Every Tuesday, Olena and her volunteers peel and boil roughly 500 pounds of potatoes that will eventually be made into filling. On Wednesdays, the dough is prepared and fillings are mixed in a large stationary mixer and chilled until the next day. Olena doesn’t use recipes anymore; they are all committed to memory. She has been doing this since 2005, when she took over for her mother-in-law. Many of the volunteers have been working together, side by side, for years.
The regulars arrive between 4:30am and 6:00am on Thursday, which is also the busiest day for volunteers. There is always a warm “dobryj ranok” (good morning) greeting and plenty of coffee, pastries, hard-boiled eggs, cold cuts and, of course, pyrohy. Conversations stream in English and Ukrainian.
It’s a family environment—they look after one another. “When someone does not come in, it’s concerning,” Olena says. “This year has not been kind to me with the pinchers.”
The Tasks at Hand
Pyrohy appear deceptively simple, but in reality, they require great eff ort. Men have their roles and the women have theirs. That’s just the way it is, and it works.
A small group of men stir the 6-gallon pots of boiling pyrohy, their eyeglasses steaming up as they stir 60 at a time to prevent the pyrohy from sticking.
Pete Drozd mans the electric dough sheeter, and cuts perfect dough circles with a roller mold. At another boisterous table, men tell jokes and catch up on the news of the day while preparing the perfectly portioned balls of filling that look a lot like scoops of ice cream.
The pinchers, all women, sit at long connected tables. They range in age from 60 to 94. They wear colorful aprons and a delicate lace covering over their hair.

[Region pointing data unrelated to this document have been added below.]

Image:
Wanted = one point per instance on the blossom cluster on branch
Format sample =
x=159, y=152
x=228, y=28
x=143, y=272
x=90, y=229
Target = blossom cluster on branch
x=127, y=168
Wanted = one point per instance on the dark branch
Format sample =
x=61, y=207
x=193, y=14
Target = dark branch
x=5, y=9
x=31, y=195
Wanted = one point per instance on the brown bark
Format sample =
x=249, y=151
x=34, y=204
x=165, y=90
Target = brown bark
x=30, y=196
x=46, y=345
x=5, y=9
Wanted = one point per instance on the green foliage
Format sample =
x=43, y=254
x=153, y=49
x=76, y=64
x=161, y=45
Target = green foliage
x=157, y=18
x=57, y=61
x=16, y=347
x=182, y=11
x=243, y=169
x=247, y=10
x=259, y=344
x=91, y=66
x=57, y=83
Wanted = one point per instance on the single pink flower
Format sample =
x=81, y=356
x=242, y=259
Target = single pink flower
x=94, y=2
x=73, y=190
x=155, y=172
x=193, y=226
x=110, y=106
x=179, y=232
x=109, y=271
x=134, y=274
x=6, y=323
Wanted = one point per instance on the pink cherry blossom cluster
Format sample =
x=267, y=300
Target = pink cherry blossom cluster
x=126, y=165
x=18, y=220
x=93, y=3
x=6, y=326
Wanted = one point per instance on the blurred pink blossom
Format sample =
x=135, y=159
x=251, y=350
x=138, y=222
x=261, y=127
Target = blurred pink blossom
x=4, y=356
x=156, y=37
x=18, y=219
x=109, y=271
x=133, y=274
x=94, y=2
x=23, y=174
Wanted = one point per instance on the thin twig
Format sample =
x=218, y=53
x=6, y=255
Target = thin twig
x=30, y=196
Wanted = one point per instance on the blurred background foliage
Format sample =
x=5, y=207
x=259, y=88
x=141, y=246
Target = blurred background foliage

They pinch hundreds of pyrohy at a sitting, without giving it much thought. Before Christmas and Easter, when their product is at peak demand, they will pinch for hours at a time. It is instinctual, reflexive, even meditative. “We talk and we pinch,” one of the ladies says without looking up. They make perfect half-moons and firmly seal each dumpling with their fingertips. A sloppy pinch means the pyrohy will fall apart when boiled.
Volunteers are always welcome as there’s plenty of work to be done. Olena’s careful about selecting her pinchers, so you may have to prove yourself before pinching.
The pinchers talk about learning this skill from their mothers. Now it’s their turn. Week after week the women unite, resolute in their commitment to help the church. They all know how to make traditional pyrohy from scratch, but it’s time-consuming, messy work that is more enjoyable in the company of friends.
St. Josaphat’s pyrohy are available for purchase on Thursdays and Fridays from 8am—1pm. They sell three varieties: potato cheese (blended with four cheeses), cheese (a sweetened cottage cheese), and sauerkraut. They can be purchased fresh or frozen for $7 a dozen—a fair price for 100% hand-pinched pyrohy. The church is located at 5720 State Road in Parma. Find details at StJosaphatCathedral.com.